22 July 2022

52 for '22: The Hidden Fortress

MovieThe Hidden Fortress (1958)
Method: HBOMax


With highly logical eyebrows


Why Did I watch this?

The Hidden Fortress has been on my list since HBOMax started existence. I had a total Kurosawa gap until I watched The Seven Samurai (1954) a number of years ago now, but I'm still pretty woeful. I knew this had some Star Wars links, which probably made it stand out to me, but it's also a famous film in general that I've never seen. During my mid-year assessment I realized how badly I need to up my old movie game and this fit the bill nicely as something easy to stream.

What Did I know ahead of time?

Okay, I forgot about the Star Wars thing, but that came back to me as I was watching it. But I knew it was an older film, it was Kurosawa, and it was some Japanese historical epic. Maybe not quite epic, but certainly a historical tale. I knew it starred Toshiro Mifune, who rocked shit in Seven Samurai, so I was pumped to watch him here.

How Was It?

Well, needless to say this movie is pretty dope. It is really a unique way of telling a story, that I'm surprised isn't copied more often. Sure, it was copied with Star Wars (1977), but everyone learned the wrong lessons from Star Wars. It's an epic historical adventure but the main characters are two idiots. It's that simple. These morons bumble their way through the rise and falls of kingdoms in feudal Japan, and it holds up surprisingly well. At one point I leaned over to my wife while laughing, commenting how these jokes work in a different language nearly seventy years later.

Basically these three Kingdoms are at various stages of war and two dudes are trying their best to not be involved in any of it. They desert and stumble upon some gold on a mountain. They encounter Toshiro Mifune and a princess who promise more gold (tho they don't know who they are until the end of the movie), and then go through wacky hijinxs including crossing into one Kingdom to get into another, until she's back on a throne.

The idea is that everything is filtered through their lens. Star Wars did that with R2-D2 and C3P-O, and if you haven't watched Episode IV in a while, check that out again. It's confounding how much story space these two moron droids take up at the start of that movie. You can thank The Hidden Fortress for that. It's a little better here because the jokes land and they're a lot less annoying. Like, they aren't distracting from the point, they are the point.

Mifune is fearsome, as expected. He's supposedly in the Obi-Wan role, but he's far more active than Alec Guinness, and a little less wry and clever. The Princess is somehow a much louder and brasher Leia, and their plan to pretend she's a mute to get by the guards is both inspired and harshly feels like a way to silence her obnoxious character. There is no Luke or Han analogue, and there's supposedly a Vader in the old enemy general, though he's much less of a menace and is fueled by honor rather than Sith Rage. I don't really think too much actually lines up. When the Hidden Fortress is burned, I did think of Alderaan, though.

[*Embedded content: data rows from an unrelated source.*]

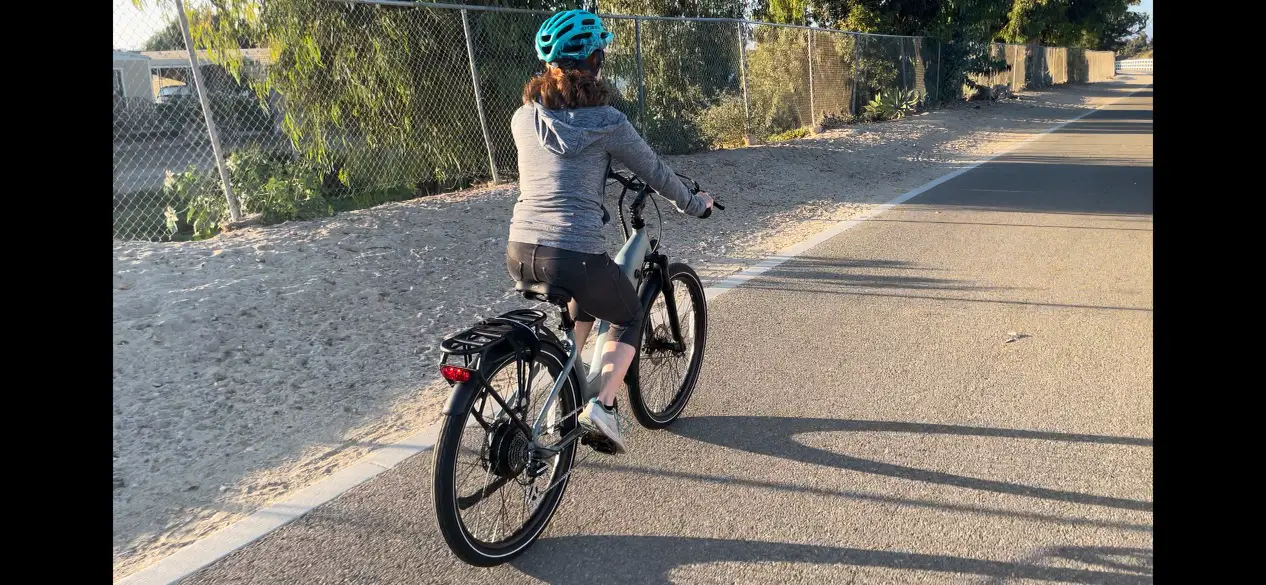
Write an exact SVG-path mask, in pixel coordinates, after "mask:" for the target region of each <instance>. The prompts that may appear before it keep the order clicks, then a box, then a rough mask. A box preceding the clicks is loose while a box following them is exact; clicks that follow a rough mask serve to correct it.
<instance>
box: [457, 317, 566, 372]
mask: <svg viewBox="0 0 1266 585" xmlns="http://www.w3.org/2000/svg"><path fill="white" fill-rule="evenodd" d="M544 320H546V314H544V311H541V310H537V309H515V310H511V311H508V313H503V314H501V315H499V317H492V318H487V319H484V320H481V322H479V323H476V324H475V325H472V327H470V328H468V329H465V330H462V332H458V333H454V334H452V336H448V337H446V338H444V339H443V341H441V342H439V351H441V352H442V353H443V355H444V357H443V360H441V363H449V361H448V360H449V357H453V356H461V357H463V360H462V362H463V363H462V365H463V366H470V365H471V360H472V358H473V357H475V356H482V355H484V353H485V352H486V351H487V349H489V348H491V347H494V346H496V344H498V343H500V342H503V341H505V342H509V343H510V346H513V347H514V349H515V351H520V352H522V351H528V352H530V353H536V348H537V347H539V343H541V338H539V332H541V330H542V327H541V324H542V323H543V322H544Z"/></svg>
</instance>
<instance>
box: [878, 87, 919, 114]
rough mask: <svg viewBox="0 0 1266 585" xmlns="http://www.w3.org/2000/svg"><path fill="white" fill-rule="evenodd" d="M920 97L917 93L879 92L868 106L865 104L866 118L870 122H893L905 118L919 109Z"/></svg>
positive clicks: (895, 91) (918, 92)
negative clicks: (865, 107) (883, 120)
mask: <svg viewBox="0 0 1266 585" xmlns="http://www.w3.org/2000/svg"><path fill="white" fill-rule="evenodd" d="M920 101H922V96H920V95H919V92H918V91H914V90H908V91H901V90H896V91H890V92H882V91H881V92H880V94H879V95H876V96H875V99H874V100H871V101H870V104H866V118H870V119H872V120H895V119H900V118H905V115H906V114H910V113H914V111H915V110H918V109H919V103H920Z"/></svg>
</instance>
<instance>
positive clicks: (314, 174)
mask: <svg viewBox="0 0 1266 585" xmlns="http://www.w3.org/2000/svg"><path fill="white" fill-rule="evenodd" d="M225 166H228V170H229V181H230V184H232V185H233V194H234V195H237V198H238V203H239V204H241V205H242V213H244V214H247V215H254V214H258V215H260V220H261V223H263V224H275V223H281V222H287V220H292V219H313V218H319V217H325V215H332V214H333V213H334V209H333V206H332V205H330V204H329V201H328V199H327V198H325V194H324V192H322V191H323V190H322V185H323V181H324V179H325V177H327V175H329V173H328V172H325V171H323V170H322V168H319V167H318V166H316V165H314V163H311V162H310V161H308V160H303V158H295V157H294V156H291V154H289V153H281V152H272V151H265V149H261V148H258V147H251V148H247V149H242V151H235V152H233V153H232V154H229V158H228V161H225ZM163 195H165V196H168V198H171V199H172V200H176V201H180V203H179V204H177V205H168V206H167V208H166V209H165V210H163V217H165V218H166V220H167V230H168V232H170V233H172V234H175V233H177V232H180V230H184V229H189V230H191V232H192V234H194V238H195V239H205V238H209V237H211V236H215V233H216V232H219V230H220V228H222V225H224V223H225V222H228V219H229V210H228V201H227V200H225V199H224V191H223V189H222V186H220V180H219V173H218V171H216V170H214V168H211V170H208V171H199V170H197V168H194V167H190V168H189V170H187V171H184V172H179V173H173V172H170V171H168V173H167V180H166V181H165V182H163ZM177 206H179V209H177Z"/></svg>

The cinematography on display here is breathtaking. There is insane depth of field and wide shots of villages, battles, mountains, and streams. The US was of course making films of this caliber at the time, I mean, Ben-Hur (1959) came out the next year, but this really blows a lot of 1950s films out of the water. There is a focus with each shot with clarity of movement and editing that is totally immersive. It really doesn't feel like a film, it feels like an experience. This is pretty standard stuff these days, but watching it and remembering when it was made is a true feat. Scenes are big, full of extras and horses and fires and swords. It's a lot of fun.

Having said that, it could assuredly use a modern editor to take out twenty or so minutes of total fluff. There are scenes that drag, and it's not like they're establishing a mood. Watching the two guys scramble up a hill for five minutes is unnecessary. Same deal with the spear fight - there is less of an action / reaction to that than just dragging and over-emphasizing the same beats. It needs a trim, but hey, all movies do.

I really enjoyed this, for once a movie on my list was a solid gem and not a hidden dud. I knew that going in, I mean, this is considered an all-time classic for a reason. Every technical and story-telling facet is firing on all cylinders here and it's worth an evening of your time.